1,6 Kilometer lang ragt sie aus dem sumpfigen Boden der Camargue auf. Wehrhaft, wuchtig, ein Bollwerk der Gotik: die Stadtmauer von Aigues-Mortes. Damals endete sie direkt am Ufer einer großen Lagune. Kanäle verbanden sie mit dem Meer. Moore erstreckten sich ringsum.

Damals, im Jahr 1240, hatte Ludwig der Heilige das Land erworben und begonnen, dort eine Bastide zu errichten. Denn der französische König brauchte unbedingt eines: einen Hafen am Mittelmeer. Denn es war die Zeit der Tempelritter und der Kreuzzüge gen Jerusalem.

Das Land, das Ludwig in der Camargue kaufte, glich einem Keil zwischen zwei Machtblöcken. Die Provence gehörte zum Heiligen Römischen Reich, das Languedoc dem König von Aragón. Der französische König war dort ein machtpolitisch ein Winzling.

Doch seine Vision schuf Großes. Er ließ einen Damm aufschütten und darauf eine Straße anlegen. Sie bewachte die Tour Carbonnière.

Seine neue Siedlung folgte dem Bauplan der südfranzösischen Bastiden, die überall im Mittelalter zur Grenzsicherung aus dem Boden schossen: mit rasterförmigem Straßennetz, zentralem Hauptplatz und schützenden Mauern.
Rauf auf die Stadtmauer ( remparts ) geht es neben der Tour de Constance. 30 Jahre war Frankreichs berühmteste Hugenottin dort im Dunkel eingekerkert: Marie Durand.

Juwel im Salz-Reich
Vom Wehrgang eröffnen sich traumhafte Ausblicke auf die Altstadt, die Camargue und die Salzberge der Salins du Midi.

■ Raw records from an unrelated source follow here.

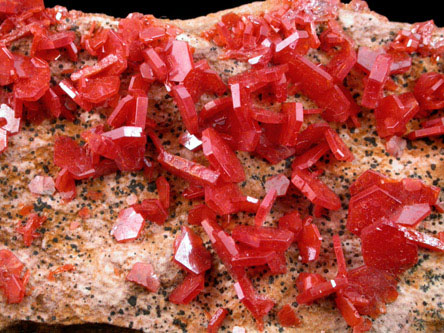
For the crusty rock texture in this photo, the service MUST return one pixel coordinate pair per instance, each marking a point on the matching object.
(96, 292)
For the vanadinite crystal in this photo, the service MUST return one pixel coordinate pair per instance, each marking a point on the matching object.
(11, 281)
(143, 274)
(136, 80)
(190, 253)
(128, 226)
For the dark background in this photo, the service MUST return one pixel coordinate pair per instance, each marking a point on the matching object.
(395, 10)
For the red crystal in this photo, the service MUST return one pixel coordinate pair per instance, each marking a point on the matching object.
(315, 190)
(186, 107)
(3, 140)
(294, 118)
(429, 91)
(156, 63)
(219, 198)
(216, 320)
(423, 240)
(373, 90)
(287, 316)
(245, 204)
(190, 141)
(426, 132)
(311, 156)
(394, 112)
(68, 154)
(130, 142)
(163, 188)
(266, 239)
(66, 185)
(291, 221)
(42, 185)
(90, 71)
(152, 210)
(369, 206)
(33, 78)
(151, 34)
(122, 112)
(221, 157)
(190, 253)
(11, 283)
(67, 88)
(128, 226)
(28, 230)
(340, 151)
(296, 43)
(214, 107)
(318, 85)
(311, 136)
(224, 246)
(99, 89)
(340, 259)
(279, 182)
(180, 60)
(11, 121)
(199, 213)
(193, 192)
(309, 243)
(258, 305)
(7, 71)
(187, 169)
(411, 215)
(190, 287)
(321, 290)
(348, 310)
(143, 274)
(266, 116)
(369, 289)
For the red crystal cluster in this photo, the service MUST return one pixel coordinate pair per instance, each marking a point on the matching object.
(382, 212)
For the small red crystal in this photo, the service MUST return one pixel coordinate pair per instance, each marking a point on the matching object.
(128, 226)
(143, 274)
(287, 316)
(190, 287)
(216, 320)
(190, 253)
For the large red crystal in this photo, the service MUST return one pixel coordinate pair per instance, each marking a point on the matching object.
(394, 112)
(143, 274)
(33, 78)
(369, 289)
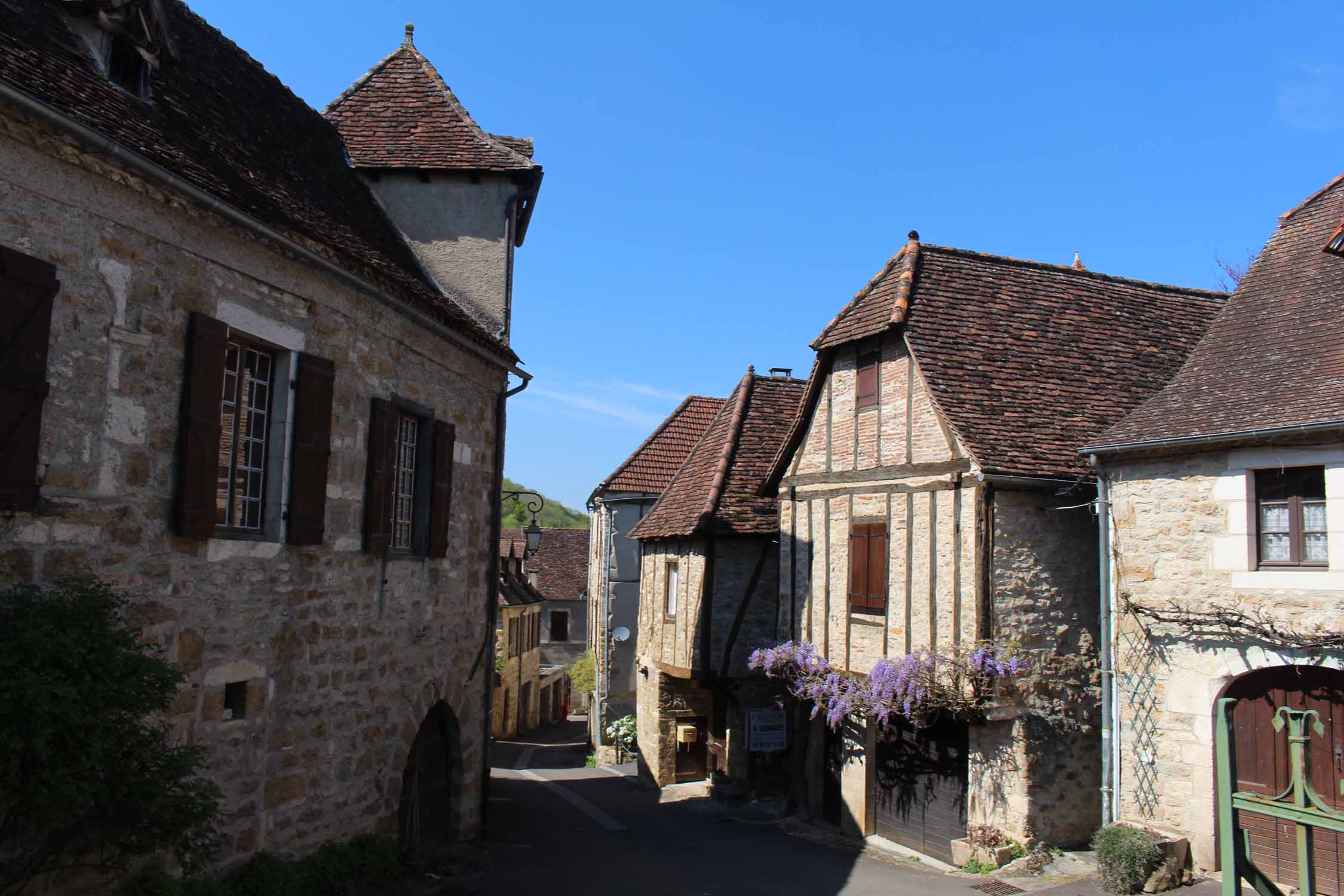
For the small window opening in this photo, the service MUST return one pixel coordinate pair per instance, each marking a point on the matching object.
(125, 66)
(235, 699)
(1335, 245)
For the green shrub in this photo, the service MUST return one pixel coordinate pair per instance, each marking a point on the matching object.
(1124, 856)
(149, 882)
(93, 777)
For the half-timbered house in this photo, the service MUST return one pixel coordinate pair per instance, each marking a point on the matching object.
(932, 498)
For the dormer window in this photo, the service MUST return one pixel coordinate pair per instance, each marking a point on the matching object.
(127, 41)
(125, 66)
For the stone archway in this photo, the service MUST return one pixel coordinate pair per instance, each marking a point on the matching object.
(1262, 763)
(432, 782)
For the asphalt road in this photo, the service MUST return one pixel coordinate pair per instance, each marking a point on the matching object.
(557, 828)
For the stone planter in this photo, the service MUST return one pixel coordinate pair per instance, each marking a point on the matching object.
(1170, 871)
(963, 852)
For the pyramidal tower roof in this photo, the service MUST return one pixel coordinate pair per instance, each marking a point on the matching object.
(402, 115)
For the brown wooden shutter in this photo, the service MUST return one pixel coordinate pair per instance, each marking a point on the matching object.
(866, 390)
(198, 478)
(878, 566)
(382, 461)
(441, 500)
(312, 450)
(27, 289)
(859, 566)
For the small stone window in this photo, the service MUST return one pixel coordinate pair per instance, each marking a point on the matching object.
(1291, 517)
(235, 699)
(670, 586)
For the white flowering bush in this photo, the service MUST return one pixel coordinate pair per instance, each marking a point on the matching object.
(622, 734)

Seit März 2016 könnt ihr in Aigues-Mortes sogar einen Salzkegel besteigen und aus 20 Metern Höhe die Aussicht genießen – mit 60.000 Tonnen Salz unter den Füßen!
Die Salzberg-Besteigung ist die neueste Attraktion der Salins du Midi und wird bei der Rundfahrt mit dem Petit Train angeboten.

Hinein in die ville close !
Durch die Porte de la Gardette gelangt ihr ins Innere der ville close, der befestigten Altstadt, und geradeaus direkt zur Place Saint-Louis.
In den Sommermonaten, und besonders zur Fête Saint-Louis, pulsiert das Leben hier bis in den frühen Morgen. Die Tische, Stühle und Sonnenschirme der Terrassencafés drängen sich hier so dicht, dass das Denkmal des Stadtgründers im Grün der Platanen fast verschwindet.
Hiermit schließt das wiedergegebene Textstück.